Plaintiffs allege that the unavailability of Government quarters entitled them each to two base housing allowances for the duration of their tours, BAH and OHA, citing 37 U.S.C. § 403 and Joint Travel Regulations ¶¶ 10002.A, 10428.B. Plaintiffs allege that sometime in 2016, the Army changed its official interpretation of the JTR relating to eligibility for reserve component housing allowances and as a result, began retroactively applying active duty component pay and housing allowance entitlements to reserve component soldiers. Plaintiffs claim this change removed their second base housing allowance, denying them and many reserve component soldiers appropriate BAH benefits.
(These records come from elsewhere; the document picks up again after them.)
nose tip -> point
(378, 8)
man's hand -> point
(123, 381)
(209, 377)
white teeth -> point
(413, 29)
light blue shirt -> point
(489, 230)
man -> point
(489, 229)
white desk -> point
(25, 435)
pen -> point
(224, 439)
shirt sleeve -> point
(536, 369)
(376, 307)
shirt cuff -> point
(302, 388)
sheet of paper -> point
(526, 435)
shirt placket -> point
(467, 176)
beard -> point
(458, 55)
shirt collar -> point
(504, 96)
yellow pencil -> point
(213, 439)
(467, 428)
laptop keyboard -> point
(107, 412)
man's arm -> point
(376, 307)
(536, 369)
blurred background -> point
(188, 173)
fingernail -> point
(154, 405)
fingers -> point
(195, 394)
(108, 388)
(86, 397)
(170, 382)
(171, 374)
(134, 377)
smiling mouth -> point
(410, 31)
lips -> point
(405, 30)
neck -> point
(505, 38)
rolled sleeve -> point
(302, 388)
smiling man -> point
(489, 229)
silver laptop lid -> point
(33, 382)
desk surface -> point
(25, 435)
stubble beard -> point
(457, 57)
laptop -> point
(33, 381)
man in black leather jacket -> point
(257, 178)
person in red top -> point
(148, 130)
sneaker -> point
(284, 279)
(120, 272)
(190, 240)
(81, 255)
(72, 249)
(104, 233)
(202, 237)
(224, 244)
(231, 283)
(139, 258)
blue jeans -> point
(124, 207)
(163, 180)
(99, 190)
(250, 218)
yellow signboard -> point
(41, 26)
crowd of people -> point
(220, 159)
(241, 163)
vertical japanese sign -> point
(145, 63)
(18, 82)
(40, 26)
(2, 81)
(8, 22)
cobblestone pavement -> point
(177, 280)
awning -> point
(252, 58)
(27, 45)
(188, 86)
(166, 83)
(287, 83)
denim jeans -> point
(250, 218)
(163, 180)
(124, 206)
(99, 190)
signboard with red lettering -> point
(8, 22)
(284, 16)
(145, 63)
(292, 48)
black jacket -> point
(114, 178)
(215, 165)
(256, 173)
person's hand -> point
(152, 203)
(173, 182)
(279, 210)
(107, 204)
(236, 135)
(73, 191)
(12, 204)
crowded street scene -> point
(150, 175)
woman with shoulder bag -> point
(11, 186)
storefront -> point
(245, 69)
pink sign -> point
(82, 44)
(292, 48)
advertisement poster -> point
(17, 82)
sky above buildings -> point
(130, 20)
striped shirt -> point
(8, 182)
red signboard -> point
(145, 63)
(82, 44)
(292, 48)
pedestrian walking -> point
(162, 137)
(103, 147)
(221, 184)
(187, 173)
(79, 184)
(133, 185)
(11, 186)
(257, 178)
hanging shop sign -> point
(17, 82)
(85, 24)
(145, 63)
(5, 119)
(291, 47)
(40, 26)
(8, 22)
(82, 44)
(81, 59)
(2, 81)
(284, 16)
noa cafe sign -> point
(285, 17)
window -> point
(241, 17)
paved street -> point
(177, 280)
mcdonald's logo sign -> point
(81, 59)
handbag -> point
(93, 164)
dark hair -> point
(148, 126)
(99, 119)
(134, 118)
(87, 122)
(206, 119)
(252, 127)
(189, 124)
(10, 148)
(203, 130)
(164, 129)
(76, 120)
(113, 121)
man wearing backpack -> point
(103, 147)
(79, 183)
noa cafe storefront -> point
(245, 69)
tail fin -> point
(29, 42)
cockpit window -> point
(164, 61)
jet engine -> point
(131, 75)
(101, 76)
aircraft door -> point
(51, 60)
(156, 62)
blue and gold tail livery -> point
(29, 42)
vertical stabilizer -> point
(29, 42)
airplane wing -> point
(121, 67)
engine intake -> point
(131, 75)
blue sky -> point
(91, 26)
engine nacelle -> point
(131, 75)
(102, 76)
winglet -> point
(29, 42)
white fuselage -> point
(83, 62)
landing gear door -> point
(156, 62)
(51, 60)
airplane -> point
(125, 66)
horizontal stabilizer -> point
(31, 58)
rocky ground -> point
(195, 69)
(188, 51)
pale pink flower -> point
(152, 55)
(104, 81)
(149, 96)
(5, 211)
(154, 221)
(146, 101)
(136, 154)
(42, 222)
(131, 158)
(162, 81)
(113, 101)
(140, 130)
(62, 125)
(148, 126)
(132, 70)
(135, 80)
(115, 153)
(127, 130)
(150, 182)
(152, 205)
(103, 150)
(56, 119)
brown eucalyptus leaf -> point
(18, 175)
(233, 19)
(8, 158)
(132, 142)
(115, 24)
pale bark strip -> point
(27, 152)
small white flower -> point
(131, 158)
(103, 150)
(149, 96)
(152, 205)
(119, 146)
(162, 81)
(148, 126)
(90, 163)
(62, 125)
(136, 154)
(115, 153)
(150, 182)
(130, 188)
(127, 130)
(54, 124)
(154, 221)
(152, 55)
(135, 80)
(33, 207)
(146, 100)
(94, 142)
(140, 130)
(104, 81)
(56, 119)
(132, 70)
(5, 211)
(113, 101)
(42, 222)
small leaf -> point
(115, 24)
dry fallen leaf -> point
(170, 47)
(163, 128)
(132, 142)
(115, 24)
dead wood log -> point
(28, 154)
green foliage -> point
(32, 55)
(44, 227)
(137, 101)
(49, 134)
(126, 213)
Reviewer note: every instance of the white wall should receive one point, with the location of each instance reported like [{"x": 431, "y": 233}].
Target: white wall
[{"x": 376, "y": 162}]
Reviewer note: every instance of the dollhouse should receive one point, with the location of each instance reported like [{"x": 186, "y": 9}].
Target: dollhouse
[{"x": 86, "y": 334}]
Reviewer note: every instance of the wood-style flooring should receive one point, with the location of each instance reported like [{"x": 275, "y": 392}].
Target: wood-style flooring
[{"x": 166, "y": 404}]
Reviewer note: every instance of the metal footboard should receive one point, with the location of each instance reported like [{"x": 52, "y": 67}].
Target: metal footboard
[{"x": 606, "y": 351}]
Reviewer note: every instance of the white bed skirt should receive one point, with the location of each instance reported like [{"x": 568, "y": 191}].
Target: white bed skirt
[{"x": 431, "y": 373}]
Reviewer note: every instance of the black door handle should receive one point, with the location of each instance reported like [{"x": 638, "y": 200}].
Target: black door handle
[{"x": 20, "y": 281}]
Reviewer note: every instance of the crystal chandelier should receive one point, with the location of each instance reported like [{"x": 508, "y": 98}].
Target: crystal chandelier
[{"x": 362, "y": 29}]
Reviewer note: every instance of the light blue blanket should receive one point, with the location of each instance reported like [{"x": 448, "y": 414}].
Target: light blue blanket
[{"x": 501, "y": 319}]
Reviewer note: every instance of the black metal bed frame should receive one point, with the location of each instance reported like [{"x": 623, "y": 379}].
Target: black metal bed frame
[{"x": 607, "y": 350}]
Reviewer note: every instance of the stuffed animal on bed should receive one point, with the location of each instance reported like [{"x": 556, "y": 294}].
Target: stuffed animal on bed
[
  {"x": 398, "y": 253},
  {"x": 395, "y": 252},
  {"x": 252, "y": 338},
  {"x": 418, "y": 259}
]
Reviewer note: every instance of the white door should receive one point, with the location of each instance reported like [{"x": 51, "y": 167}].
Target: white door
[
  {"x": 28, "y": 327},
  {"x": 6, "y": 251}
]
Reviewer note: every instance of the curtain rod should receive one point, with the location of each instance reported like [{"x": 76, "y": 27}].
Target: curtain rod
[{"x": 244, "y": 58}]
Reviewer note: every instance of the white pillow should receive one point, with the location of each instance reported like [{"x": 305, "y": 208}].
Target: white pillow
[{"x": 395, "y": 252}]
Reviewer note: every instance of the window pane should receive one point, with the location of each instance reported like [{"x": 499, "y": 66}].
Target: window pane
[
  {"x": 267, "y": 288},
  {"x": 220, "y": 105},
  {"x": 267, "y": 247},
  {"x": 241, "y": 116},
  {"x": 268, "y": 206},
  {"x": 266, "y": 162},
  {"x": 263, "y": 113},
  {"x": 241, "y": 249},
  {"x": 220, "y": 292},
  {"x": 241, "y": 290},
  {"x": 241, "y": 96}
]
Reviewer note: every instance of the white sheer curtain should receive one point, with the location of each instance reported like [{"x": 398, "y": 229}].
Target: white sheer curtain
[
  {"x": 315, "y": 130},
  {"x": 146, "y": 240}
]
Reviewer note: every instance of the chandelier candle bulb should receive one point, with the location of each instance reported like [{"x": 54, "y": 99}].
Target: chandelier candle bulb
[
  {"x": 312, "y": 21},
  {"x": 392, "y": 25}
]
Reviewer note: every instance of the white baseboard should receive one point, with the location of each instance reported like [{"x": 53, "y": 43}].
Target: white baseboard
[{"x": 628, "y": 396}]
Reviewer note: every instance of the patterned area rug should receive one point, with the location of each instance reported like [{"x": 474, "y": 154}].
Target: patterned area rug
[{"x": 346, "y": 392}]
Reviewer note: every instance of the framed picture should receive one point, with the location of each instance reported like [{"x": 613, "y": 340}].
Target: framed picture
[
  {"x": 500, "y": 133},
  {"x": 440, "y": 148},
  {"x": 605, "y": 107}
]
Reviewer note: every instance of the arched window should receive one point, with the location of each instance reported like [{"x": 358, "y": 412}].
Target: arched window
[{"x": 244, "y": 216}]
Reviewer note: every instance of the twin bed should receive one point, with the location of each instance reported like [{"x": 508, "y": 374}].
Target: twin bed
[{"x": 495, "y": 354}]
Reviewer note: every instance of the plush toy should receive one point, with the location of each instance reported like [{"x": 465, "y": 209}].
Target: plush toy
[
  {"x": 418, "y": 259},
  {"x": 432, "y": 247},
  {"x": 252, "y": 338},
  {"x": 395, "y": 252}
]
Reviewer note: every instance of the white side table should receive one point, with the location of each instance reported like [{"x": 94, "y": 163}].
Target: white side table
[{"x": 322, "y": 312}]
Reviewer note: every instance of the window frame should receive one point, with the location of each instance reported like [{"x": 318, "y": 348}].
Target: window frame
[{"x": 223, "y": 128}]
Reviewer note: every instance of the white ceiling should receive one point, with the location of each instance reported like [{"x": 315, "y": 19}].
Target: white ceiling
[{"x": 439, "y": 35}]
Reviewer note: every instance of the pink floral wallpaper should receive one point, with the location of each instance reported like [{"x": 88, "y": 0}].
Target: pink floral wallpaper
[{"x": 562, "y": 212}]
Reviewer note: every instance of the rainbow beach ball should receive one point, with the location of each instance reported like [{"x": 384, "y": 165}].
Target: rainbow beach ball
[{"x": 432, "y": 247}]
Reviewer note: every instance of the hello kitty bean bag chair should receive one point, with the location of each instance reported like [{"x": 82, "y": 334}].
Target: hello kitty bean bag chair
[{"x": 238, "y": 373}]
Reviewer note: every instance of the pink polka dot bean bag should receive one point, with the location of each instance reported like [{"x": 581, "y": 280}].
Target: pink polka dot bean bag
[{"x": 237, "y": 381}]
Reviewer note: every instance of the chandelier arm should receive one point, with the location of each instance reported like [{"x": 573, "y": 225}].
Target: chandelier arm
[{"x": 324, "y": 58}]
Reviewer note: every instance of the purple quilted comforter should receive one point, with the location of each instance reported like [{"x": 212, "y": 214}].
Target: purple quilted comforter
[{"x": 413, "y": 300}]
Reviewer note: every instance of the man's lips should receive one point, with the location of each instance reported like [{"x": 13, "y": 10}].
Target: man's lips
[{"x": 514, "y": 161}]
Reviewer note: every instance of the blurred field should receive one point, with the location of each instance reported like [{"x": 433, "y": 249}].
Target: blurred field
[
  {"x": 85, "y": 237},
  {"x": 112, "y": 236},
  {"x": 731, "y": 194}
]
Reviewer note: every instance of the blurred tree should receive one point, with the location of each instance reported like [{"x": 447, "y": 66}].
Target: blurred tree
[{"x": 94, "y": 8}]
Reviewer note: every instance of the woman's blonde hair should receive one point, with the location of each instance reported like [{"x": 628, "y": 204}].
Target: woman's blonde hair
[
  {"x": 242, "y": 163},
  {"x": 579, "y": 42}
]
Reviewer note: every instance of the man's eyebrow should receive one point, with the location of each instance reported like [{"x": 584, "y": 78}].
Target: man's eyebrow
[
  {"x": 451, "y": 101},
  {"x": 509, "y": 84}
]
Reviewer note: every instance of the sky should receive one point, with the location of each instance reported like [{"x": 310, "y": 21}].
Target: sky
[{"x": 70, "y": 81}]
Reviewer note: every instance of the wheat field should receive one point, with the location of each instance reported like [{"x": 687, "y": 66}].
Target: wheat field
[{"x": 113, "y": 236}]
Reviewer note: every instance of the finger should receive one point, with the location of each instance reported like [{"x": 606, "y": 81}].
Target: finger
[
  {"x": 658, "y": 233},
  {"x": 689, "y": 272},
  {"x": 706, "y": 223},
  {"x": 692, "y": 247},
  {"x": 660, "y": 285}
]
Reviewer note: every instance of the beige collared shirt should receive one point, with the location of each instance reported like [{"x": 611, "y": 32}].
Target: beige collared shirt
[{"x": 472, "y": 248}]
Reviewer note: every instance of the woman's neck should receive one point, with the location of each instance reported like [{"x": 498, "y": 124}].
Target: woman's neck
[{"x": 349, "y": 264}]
Plaintiffs characterize the Army’s revised interpretation of the applicable JTR and retroactive application of active duty component pay as a willful and grossly negligent disregard of 37 U.S.C. § 403 and the applicable JTR.

2 This background is derived from Plaintiffs’ complaint and the appendix to Defendant’s motion to dismiss. 3 Plaintiffs dispute that they were paid FSH-O allowances and instead claim that the monies they received were OHAs. Pls.’ Sur-reply 15. 2 Defendant describes the circumstances differently. Defendant submits that pursuant to the JTR, all seven Plaintiffs were entitled to only one base housing allowance, either BAH or OHA, depending on the place where the soldier was located when entering active duty, citing JTR ¶ 10428.B. Def.’s Mot. 4-5. The regulation provides:

A Reserve Component member called/ordered to active duty in support of a contingency operation is authorized BAH/OHA for the duration of the tour. If the Reserve Component member receives a permanent change of station order authorizing HHG [household goods] transportation, BAH/OHA is based on the new Primary Duty Station. However, if the member is called or ordered to active duty and a permanent change of station order is not issued, BAH/OHA rate is based (paid) on the primary residence location at the time called/ordered to active duty . . ..

JTR ¶ 10428.B.

Members with dependents may also receive an additional housing allowance, FSH-O, as long as they satisfy three conditions: (1) dependent transportation to the Permanent Duty Station was not authorized as Government expense under 37 U.S.C. § 476; (2) dependents did not reside in the permanent duty station vicinity; and (3) Government quarters were not available for assignment to the member. JTR ¶ 10414.A.1-3. In Defendant’s view, at the time Plaintiffs were called to active duty, based on their representations in financial processing forms submitted to the Army, the six Plaintiffs with dependents appeared to be eligible for the FSH-O allowance because they met these three conditions. Def.’s Mot. App. 113. Plaintiffs received BAH starting on the first day of their tours, and the six Plaintiffs with dependents received FSH-O for part of their tours. Major Morelli, however, was erroneously paid an additional OHA allowance for a portion of his tour.4

Rather than a change in official Army interpretation of the JTR, Defendant points to the findings of an investigation by the Army’s Wiesbaden Criminal Investigation Command (“CID”) as the cause of Plaintiffs’ pay changes.